1 Gifu University, Environmental and Renewable Energy Systems Division, Graduate School of Engineering, 1-1 Yanagido, Gifu, 501-1193, Japan
2 Biorefinery Engineering and Microfluidics (BEAM) Research Group, Department of Chemical Engineering, COMSATS University Islamabad, Lahore Campus, Pakistan

In the present study, the kinetics of hydrogen production from water vapour using dielectric barrier discharge (DBD) plasma in a cylindrical reactor were analyzed. The simulation analysis was carried out for both models with and without the dissociative attachment reaction to predict and compare the concentration of produced hydrogen gas from water vapour. The effect of water vapour input temperature ranges of 523–623 K and plasma voltage in the range of 12–14 kV were investigated. It was revealed that the hydrogen concentration increased with the input water vapour temperature and plasma voltage increased in both the simulation models.

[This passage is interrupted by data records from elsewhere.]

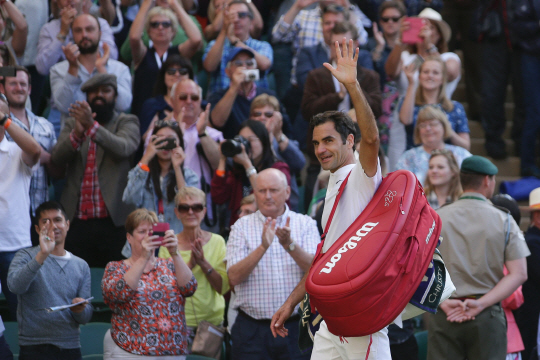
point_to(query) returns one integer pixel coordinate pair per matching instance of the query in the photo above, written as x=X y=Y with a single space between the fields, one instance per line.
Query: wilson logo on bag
x=367 y=277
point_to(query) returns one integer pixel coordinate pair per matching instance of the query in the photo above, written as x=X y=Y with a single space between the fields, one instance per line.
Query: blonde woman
x=431 y=90
x=430 y=131
x=204 y=253
x=442 y=182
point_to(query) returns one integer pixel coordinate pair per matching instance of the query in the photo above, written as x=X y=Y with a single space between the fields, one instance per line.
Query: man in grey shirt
x=45 y=276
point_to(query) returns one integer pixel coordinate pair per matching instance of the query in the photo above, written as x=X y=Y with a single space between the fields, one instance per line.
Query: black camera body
x=232 y=147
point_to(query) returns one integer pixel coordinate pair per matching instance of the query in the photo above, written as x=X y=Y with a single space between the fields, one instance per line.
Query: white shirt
x=277 y=274
x=356 y=196
x=15 y=180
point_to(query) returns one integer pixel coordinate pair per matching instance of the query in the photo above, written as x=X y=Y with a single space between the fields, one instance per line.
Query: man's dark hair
x=17 y=69
x=46 y=206
x=250 y=12
x=174 y=60
x=342 y=123
x=471 y=181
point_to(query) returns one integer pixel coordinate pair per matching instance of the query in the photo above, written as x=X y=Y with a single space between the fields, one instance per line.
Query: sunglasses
x=387 y=19
x=165 y=24
x=243 y=14
x=267 y=114
x=184 y=208
x=193 y=97
x=173 y=71
x=246 y=63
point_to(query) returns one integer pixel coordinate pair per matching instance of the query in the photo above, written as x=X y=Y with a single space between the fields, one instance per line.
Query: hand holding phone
x=159 y=230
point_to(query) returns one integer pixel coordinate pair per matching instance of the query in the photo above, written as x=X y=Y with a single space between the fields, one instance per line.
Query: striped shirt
x=91 y=203
x=43 y=132
x=277 y=274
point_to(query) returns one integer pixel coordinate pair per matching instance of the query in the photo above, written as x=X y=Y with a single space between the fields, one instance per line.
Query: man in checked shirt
x=96 y=144
x=267 y=254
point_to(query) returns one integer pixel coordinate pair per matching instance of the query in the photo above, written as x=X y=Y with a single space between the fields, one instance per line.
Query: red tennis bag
x=365 y=280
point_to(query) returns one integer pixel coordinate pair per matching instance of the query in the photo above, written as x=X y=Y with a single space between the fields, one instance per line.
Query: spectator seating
x=92 y=335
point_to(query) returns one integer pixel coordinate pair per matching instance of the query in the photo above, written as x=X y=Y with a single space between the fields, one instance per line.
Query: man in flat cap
x=479 y=239
x=528 y=314
x=96 y=145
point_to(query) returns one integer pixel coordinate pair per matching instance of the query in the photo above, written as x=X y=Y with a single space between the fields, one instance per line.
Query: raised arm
x=345 y=73
x=20 y=32
x=189 y=47
x=30 y=147
x=138 y=49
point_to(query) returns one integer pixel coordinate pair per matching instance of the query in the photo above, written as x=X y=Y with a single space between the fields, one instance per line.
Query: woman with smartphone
x=204 y=253
x=431 y=90
x=147 y=295
x=159 y=107
x=154 y=182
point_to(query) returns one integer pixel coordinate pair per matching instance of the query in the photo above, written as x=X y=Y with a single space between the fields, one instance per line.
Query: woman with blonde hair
x=147 y=295
x=204 y=253
x=431 y=90
x=442 y=182
x=161 y=25
x=430 y=131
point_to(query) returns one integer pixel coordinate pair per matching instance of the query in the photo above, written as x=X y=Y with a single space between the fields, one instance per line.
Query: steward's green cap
x=478 y=165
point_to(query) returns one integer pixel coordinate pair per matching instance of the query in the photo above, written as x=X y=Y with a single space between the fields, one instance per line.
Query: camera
x=251 y=74
x=232 y=147
x=167 y=144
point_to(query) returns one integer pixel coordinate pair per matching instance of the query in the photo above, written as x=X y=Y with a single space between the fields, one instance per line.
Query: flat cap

It was seen that the H2 concentration results of the simulation model with the dissociative attachment reaction (H-) were nearly same as the H2 concentrations of the water vapour plasmolysis experimental results. Moreover, it can be concluded that the dissociative attachment reaction was controlled the H2 generation from water vapour plasmolysis. It was remarkable that the conversion rates of the simulation model included the dissociative attachment reaction has more acceptable results to the experimental data compared to the simulation model deselecting the dissociative attachment reaction (H-). Also, it was seen as the main reason for the difference between simulation and experimental results.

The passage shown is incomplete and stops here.